The fifth study[10] looked at proton pump inhibitors (PPIs) and the risk for dementia, questioning whether this really is much ado about nothing. I reviewed this topic in a video for Medscape, which I recommend you watch as well. That discussion touched upon two individual studies—the Nurses' Health Study[11] and a study from Finland[12]—that I thought were very discriminate against the concept that this was an issue.

However, we must recognize that our patients are very sanguine about this. Approximately 32 million people in the United States suffer from dementia, and that number is expected to double by 2030 and triple by 2050.[13] It is on my patients' minds, as I'm sure it's on yours as well. They ask me about dementia and what it has to do with PPIs. There were some animal data suggesting there is deposition of beta amyloid on the basis of PPI exposure,[14] although it somewhat fell apart in these previously mentioned human trials.[11,12]

This study from a group at the University of Tennessee Health Sciences Center in Memphis performed a systematic literature review to identify nine relevant studies with nearly 200,000 patients. The evidence base for this association unraveled very quickly, with the odds ratio all approaching zero. There was no consistent, significant evidence that patients should be concerned about dementia.

I really think this is important for you to underscore. If your patients don't need to take PPIs, then perhaps they shouldn't. But if they do need them, they should take them, as they're incredibly safe. I think it's time for us to "forget" about the issue of dementia with PPIs, and this abstract presentation at the ACG's annual meeting underscores that point.

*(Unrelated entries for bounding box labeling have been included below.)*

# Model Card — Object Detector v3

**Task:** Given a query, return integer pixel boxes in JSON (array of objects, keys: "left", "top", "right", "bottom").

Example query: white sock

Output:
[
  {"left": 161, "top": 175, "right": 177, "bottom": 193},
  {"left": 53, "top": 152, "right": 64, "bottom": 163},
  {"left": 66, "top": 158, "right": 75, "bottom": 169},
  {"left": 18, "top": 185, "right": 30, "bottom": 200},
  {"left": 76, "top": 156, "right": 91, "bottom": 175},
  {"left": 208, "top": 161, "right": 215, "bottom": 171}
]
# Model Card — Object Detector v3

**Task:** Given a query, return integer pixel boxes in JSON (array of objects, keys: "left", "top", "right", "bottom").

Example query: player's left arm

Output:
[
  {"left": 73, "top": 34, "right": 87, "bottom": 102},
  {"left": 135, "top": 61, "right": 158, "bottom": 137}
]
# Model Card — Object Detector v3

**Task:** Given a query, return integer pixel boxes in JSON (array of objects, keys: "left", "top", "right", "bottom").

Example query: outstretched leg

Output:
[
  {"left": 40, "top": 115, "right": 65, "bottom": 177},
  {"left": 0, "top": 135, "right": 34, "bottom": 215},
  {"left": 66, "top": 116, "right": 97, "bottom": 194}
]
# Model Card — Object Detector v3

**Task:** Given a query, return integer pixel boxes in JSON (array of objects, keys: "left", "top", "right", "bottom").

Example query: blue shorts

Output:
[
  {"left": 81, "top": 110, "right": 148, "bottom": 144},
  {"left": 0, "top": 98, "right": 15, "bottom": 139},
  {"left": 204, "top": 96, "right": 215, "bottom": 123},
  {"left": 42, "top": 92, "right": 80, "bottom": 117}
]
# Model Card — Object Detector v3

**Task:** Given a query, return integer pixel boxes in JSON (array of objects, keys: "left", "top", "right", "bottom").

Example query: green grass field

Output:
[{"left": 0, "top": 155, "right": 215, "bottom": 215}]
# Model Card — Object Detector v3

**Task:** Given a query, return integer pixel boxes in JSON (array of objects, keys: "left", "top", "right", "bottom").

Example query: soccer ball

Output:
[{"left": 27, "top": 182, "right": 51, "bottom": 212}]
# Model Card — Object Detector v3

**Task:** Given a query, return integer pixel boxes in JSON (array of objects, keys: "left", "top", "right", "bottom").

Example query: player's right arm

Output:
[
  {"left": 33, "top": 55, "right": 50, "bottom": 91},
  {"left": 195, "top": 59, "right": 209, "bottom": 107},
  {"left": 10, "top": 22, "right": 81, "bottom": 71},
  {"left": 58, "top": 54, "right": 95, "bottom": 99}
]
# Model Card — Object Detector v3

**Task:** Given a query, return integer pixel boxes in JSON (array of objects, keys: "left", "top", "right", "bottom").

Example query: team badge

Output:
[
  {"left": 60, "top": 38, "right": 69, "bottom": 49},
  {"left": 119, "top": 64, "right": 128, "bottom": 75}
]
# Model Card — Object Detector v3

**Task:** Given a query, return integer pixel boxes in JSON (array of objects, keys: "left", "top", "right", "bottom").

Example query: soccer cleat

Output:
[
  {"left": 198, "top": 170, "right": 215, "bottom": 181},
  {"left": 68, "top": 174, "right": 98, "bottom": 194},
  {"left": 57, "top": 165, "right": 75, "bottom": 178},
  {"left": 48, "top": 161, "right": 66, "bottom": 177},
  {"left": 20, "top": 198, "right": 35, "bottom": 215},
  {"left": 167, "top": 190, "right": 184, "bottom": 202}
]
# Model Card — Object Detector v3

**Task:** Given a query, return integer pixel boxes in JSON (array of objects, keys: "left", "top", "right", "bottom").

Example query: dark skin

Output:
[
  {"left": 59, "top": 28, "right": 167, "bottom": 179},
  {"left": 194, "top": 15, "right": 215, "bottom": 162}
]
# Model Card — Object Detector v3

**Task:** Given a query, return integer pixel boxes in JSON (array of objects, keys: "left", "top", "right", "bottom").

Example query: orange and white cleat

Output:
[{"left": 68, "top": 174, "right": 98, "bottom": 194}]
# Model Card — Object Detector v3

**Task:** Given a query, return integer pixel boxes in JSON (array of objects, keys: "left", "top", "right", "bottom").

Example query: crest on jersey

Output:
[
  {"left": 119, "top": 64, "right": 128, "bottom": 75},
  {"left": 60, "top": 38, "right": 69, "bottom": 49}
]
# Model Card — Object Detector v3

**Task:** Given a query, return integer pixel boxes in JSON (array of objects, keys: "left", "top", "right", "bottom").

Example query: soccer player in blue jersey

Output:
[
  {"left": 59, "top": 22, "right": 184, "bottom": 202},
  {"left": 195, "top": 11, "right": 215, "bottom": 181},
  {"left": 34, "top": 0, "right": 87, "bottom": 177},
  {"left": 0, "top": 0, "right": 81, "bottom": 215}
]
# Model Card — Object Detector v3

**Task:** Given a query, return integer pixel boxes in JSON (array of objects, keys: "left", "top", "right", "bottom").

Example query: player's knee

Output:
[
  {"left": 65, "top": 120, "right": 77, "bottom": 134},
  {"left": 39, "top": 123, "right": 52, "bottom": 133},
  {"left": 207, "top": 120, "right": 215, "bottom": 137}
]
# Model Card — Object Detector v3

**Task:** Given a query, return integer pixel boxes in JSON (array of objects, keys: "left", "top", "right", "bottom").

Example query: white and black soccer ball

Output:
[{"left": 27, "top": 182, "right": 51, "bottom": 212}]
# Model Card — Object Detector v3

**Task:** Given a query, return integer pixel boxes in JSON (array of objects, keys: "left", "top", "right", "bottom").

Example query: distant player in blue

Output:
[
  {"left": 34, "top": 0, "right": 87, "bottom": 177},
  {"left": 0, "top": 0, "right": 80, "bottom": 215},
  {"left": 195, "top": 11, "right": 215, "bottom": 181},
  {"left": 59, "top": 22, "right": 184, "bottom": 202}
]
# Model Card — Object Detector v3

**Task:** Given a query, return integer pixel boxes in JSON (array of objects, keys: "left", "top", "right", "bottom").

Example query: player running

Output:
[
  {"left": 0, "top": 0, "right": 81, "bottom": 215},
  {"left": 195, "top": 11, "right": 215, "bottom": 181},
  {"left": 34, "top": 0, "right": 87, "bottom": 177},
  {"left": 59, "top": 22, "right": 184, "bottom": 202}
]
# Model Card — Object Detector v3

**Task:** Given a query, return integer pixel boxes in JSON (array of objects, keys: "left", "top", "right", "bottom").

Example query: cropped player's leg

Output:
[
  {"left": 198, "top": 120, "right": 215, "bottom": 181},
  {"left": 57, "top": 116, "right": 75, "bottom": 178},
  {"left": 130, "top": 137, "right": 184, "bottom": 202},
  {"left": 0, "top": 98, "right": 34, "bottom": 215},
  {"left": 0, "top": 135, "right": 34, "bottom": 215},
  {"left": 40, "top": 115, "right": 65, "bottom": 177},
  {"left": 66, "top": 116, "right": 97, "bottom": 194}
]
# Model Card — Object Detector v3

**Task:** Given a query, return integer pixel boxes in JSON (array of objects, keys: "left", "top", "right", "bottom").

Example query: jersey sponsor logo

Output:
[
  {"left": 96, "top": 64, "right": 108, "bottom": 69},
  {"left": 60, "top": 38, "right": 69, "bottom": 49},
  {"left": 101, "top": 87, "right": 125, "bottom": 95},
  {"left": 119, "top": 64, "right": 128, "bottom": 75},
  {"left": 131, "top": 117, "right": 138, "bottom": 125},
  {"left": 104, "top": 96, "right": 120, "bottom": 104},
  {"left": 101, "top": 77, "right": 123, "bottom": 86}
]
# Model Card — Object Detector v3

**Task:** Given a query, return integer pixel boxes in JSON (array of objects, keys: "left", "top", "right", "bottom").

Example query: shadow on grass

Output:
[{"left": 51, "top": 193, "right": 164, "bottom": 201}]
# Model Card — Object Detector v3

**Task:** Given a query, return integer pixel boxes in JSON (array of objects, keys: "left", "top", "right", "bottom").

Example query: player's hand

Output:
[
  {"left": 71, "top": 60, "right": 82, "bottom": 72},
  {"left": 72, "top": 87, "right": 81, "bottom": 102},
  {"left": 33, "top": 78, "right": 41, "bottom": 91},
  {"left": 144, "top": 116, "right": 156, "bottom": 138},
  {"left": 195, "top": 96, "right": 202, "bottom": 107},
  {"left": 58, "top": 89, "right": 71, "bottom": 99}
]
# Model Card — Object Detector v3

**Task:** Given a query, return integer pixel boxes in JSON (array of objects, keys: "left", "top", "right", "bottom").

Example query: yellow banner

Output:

Considering a New Diagnosis for Patients With Perplexing Food Aversions

The last study[15] I mention here just as an FYI, because it was a new description for me as a gastroenterologist: avoidant/restrictive food intake disorder (ARFID). This study was conducted by the group at the University of Michigan led by Dr William Chey, an esteemed colleague and good friend of mine. This team looked at the prevalence of ARFID in adults; previously, it was described in younger patients. After screening adult outpatients undergoing endoscopy, they found an ARFID prevalence of approximately 20%, which is quite alarming. ARFID has its own diagnostic criteria in the fifth edition of the Diagnostic and Statistical Manual of Mental Disorders (DSM-5), and is diagnosed in children in particular. It is characterized as an eating or feeding disturbance, with an apparent lack of interest in eating your food.

When I reflect back, I realize that I have seen a number of these patients. Not knowing what they were dealing with, I would send them back to their primary care doc and say it wasn't a GI condition as far as I could see. As recipients of negative work-ups, you need to be on the lookout for patients in whom no GI disease could be identified but who have weight loss, nutritional deficiencies, and particularly food avoidance, even though they are not anorexic or bulimic. These patients really need to have behavioral evaluations and begin working with a multifaceted team of behavioral therapists, a dietitian, and a good psychiatrist or psychometrician.

Until we recognize this disorder, we're never going to get the diagnosis started. It seems to be more prevalent in patients with autistic spectrum disorder and in those with attention-deficit/hyperactivity disorder. These are populations you might think about this diagnosis in even more.

ARFID is a diagnosis that occurs in adults. To aid that process, here is a link to better understand the criteria involved in diagnosing ARFID.

Clearly, this year's ACG meeting offered a lot of important take-home messages. I will wait to see how these studies mature into articles that give us more facts around these conditions, but in the meantime, I wanted to give you the highlights as it relates to you in primary care. I hope these will be helpful in your discussions with your patients.